Narasumber rapat tersebut dari Kementrian Dalam Negeri RI, Kementrian Kuangan RI(DJPK), Kementrian Pertanian RI, dan Kementrian PUPR RI. Rapat pembahasan RKP DBH sawit itu dibuka oleh Kepala Bappelitbang Provinsi Riau, Emri Juli Harnis. Sementara dari Dinas Pertanian dan Perikanan Kota Pekanbaru di hadiri oleh Kepala Bidang Perkebunan Rizal, MA,M.IP.

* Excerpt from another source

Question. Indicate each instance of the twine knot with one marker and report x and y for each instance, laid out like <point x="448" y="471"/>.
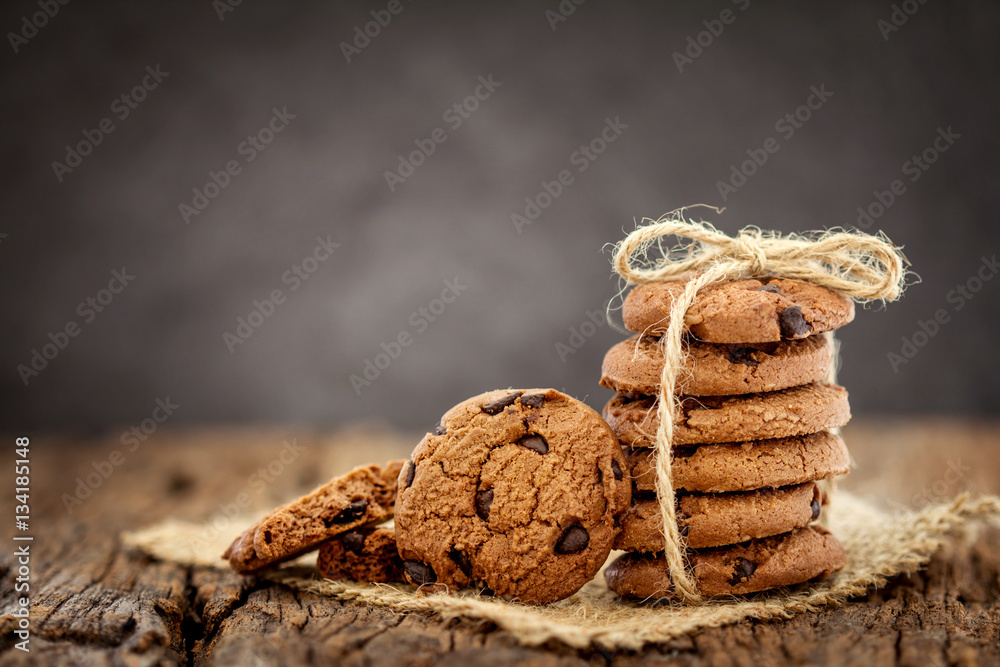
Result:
<point x="856" y="265"/>
<point x="747" y="247"/>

Dalam sambutannya, Emri menyampaikan secara ringkas tentang alokasi DBH sawit. Dimulai dari dasar pelaksanaan, kemudian tahapan penyusunan RKP DBH Sawit tahun 2024, alokasi DBH sawit untuk Provinsi Riau tahun 2023 dan 2024 serta alokasi untuk masing-masing kabupaten/kota di Riau dan peruntukkannya sesuai dengan peraturan yang berlaku.
Berdasarkan pemaparan tersebut, disampaikan bahwa alokasi DBH Sawit Kota Pekanbaru untuk tahun 2025 sebesar Rp, 4,2 miliar lebih. Sesuai dengan Peraturan Pemerintah Republik Indonesia Nomor 38 Tahun 2023 tentang Dana Bagi Hasil Perkebunan Sawit, dana DBH Sawit dimanfaatkan untuk pembangunan dan pemeliharaan infrastrukur jalan serta kegiatan lainnya.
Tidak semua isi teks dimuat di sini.